Step 4: Connect to Your Editor
VS Code with Continue
Continue is the best free extension for local LLM integration.
- Install Continue from VS Code marketplace
- Open settings (Ctrl+Shift+P → "Continue: Open Config")
- Add this config:
{
"models": [
{
"title": "DeepSeek Local",
"provider": "ollama",
"model": "deepseek-coder:6.7b-instruct"
}
],
"tabAutocompleteModel": {
"title": "DeepSeek Autocomplete",
"provider": "ollama",
"model": "deepseek-coder:6.7b-instruct"
}
}
Now you have:
- Inline autocomplete (like Copilot)
- Chat sidebar for questions
- Cmd+L to explain selected code
Neovim with gen.nvim
-- In your lazy.nvim config
{
"David-Kunz/gen.nvim",
opts = {
model = "deepseek-coder:6.7b-instruct",
host = "localhost",
port = "11434",
}
}
Step 5: API Integration for Scripts
Ollama exposes a REST API on port 11434. Use it in your tooling:
import requests
def ask_llm(prompt: str) -> str:
response = requests.post(
"http://localhost:11434/api/generate",
json={
"model": "deepseek-coder:6.7b-instruct",
"prompt": prompt,
"stream": False
}
)
return response.json()["response"]
# Generate a test
code = open("my_module.py").read()
tests = ask_llm(f"Write pytest tests for this code:\n\n{code}")
print(tests)
I use this for:
- Pre-commit hooks that generate test stubs
- Documentation generators
- Code review bots in CI
Performance Tuning
If responses are slow:
Check memory usage:
ollama ps
Use a smaller context window:
ollama run deepseek-coder:6.7b-instruct --num-ctx 2048
Enable GPU acceleration (if you have NVIDIA):
# Should auto-detect, but verify
nvidia-smi
Most 7B models run fine on CPU with 16GB RAM. For 13B+, you really want a GPU.
Model Recommendations by Use Case
| Task | Model | RAM Needed |
|---|---|---|
| Autocomplete | deepseek-coder:1.3b |
4GB |
| General coding | deepseek-coder:6.7b-instruct |
8GB |
| Complex refactoring | codellama:13b-instruct |
16GB |
| Architecture decisions | deepseek-coder:33b-instruct |
32GB |
Start small. The 6.7B model handles 90% of daily tasks.

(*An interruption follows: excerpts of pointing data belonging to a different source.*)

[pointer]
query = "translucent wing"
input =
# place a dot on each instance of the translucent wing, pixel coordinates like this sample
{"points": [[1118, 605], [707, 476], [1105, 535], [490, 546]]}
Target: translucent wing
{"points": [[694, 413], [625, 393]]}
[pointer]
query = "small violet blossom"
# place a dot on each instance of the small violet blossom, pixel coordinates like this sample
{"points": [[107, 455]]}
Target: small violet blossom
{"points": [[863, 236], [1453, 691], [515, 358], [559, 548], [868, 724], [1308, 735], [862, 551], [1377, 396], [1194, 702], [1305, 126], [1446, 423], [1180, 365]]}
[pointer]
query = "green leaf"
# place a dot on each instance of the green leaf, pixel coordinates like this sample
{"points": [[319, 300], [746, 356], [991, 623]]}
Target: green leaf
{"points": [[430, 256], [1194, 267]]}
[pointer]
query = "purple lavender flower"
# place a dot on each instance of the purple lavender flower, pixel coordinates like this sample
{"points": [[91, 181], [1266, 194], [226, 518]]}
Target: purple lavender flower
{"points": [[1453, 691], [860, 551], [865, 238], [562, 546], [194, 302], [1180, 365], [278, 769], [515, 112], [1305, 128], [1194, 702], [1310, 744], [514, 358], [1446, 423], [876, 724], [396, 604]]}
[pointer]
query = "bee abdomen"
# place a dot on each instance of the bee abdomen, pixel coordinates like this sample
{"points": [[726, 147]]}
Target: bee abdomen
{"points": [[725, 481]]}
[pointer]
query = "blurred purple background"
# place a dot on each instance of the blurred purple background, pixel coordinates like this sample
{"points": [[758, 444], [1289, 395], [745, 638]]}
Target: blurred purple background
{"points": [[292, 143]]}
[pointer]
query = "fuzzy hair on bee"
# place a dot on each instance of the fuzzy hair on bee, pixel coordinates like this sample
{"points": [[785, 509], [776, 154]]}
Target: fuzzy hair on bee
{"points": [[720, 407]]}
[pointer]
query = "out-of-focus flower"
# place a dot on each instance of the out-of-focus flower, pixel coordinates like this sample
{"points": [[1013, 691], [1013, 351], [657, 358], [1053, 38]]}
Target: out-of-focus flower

Scale up when you hit limits.
What Local LLMs Won't Do
Be realistic about limitations:
- Large codebase understanding — They can't hold 50 files in context
- Cutting-edge frameworks — Training data has a cutoff
- Complex debugging — Claude and GPT-4 still win here
For those cases, I keep a cloud API as backup. But 80% of my AI-assisted coding now runs locally.
Wrapping Up
The setup takes 15 minutes. The models are free. The privacy is a bonus.
If you're still paying for Copilot and only use it for autocomplete and simple explanations, try this for a week. You might not go back.